We plugged several studies' statistical results into the Treatment Score Calculator(TM), added negative side effects, and came up with a not-so-great Treatment Score of -0.1.

Our original gross Treatment Score for Overall Survival was 0.55, as in an increase in overall survival of 0.55% at 2 years, which equates to a grade of 'E'. However, the risk of complications from negative side effects lowered that score to -0.1.

Of greatest concern was the increased risk of developing diabetes or rhabdomyolysis, which suggests that preventative rosuvastatin is not worth the trade-off.

Negative side-effects we scored: constipation, diabetes, headache, myalgia, myopathy, nausea, rhabdomyolysis, tendinopathy, and weakness.

In the next article I will look into studies that claim lowering homocysteine levels in the blood can prevent heart disease.

Stephen Fitzmeyer, MD
Dr. Fitzmeyer is a Physician Informaticist with advanced post-doc training in medical informatics from Boston University/Boston Medical Center and the Boston VA Healthcare System.

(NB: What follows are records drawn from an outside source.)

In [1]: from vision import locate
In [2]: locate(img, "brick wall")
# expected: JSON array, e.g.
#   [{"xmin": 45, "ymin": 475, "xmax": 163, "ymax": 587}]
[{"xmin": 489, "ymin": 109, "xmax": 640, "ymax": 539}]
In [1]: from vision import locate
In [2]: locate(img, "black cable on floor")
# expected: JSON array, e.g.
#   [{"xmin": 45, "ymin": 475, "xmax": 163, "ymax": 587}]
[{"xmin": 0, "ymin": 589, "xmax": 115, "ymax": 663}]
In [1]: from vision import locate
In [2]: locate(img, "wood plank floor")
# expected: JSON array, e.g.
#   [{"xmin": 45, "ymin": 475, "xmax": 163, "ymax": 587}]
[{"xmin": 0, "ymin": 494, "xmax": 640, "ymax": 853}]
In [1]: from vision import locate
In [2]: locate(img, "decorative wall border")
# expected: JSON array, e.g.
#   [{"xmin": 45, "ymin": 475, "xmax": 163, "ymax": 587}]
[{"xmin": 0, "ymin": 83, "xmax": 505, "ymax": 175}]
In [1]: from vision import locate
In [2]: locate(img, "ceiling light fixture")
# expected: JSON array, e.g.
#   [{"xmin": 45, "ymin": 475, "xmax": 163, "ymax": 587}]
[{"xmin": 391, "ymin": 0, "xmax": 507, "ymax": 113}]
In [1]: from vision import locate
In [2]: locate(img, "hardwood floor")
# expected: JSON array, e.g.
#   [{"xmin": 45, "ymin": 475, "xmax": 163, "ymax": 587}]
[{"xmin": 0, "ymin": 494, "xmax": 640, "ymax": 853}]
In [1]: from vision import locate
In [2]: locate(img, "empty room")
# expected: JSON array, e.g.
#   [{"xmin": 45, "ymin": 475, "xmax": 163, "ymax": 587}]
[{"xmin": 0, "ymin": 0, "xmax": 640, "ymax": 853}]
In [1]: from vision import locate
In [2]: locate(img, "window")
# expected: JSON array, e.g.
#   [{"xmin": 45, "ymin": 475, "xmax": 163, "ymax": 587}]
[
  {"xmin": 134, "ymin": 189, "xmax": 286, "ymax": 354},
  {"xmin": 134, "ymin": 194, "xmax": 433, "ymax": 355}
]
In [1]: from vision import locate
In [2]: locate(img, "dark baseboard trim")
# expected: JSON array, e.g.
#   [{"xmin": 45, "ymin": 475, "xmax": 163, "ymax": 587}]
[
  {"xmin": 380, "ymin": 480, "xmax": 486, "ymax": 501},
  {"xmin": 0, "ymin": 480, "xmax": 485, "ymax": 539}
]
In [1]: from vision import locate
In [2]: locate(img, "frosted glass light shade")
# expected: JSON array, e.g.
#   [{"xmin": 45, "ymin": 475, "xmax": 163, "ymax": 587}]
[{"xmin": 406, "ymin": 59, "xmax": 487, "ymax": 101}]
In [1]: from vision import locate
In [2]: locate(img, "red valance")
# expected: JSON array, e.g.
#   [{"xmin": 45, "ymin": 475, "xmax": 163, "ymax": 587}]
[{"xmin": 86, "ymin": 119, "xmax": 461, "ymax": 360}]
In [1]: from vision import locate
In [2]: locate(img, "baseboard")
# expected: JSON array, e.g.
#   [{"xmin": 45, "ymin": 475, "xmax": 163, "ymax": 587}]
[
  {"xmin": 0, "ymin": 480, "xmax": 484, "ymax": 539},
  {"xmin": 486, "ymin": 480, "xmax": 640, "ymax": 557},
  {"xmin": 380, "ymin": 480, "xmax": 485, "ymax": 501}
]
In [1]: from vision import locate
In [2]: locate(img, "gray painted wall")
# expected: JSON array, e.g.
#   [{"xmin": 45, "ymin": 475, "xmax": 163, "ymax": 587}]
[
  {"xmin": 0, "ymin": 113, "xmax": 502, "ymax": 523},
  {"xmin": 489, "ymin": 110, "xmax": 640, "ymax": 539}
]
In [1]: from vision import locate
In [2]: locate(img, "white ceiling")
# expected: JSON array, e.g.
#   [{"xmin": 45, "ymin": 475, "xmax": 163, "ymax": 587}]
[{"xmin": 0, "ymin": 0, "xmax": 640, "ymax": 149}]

N Engl J Med. 2008 Nov 20;359(21):2195-207. doi: 10.1056/NEJMoa0807646. Epub 2008 Nov 9.
Rosuvastatin to prevent vascular events in men and women with elevated C-reactive protein.
Ridker PM, Danielson E, Fonseca FA, Genest J, Gotto AM Jr, Kastelein JJ, Koenig W, Libby P, Lorenzatti AJ, MacFadyen JG, Nordestgaard BG, Shepherd J, Willerson JT, Glynn RJ; JUPITER Study Group.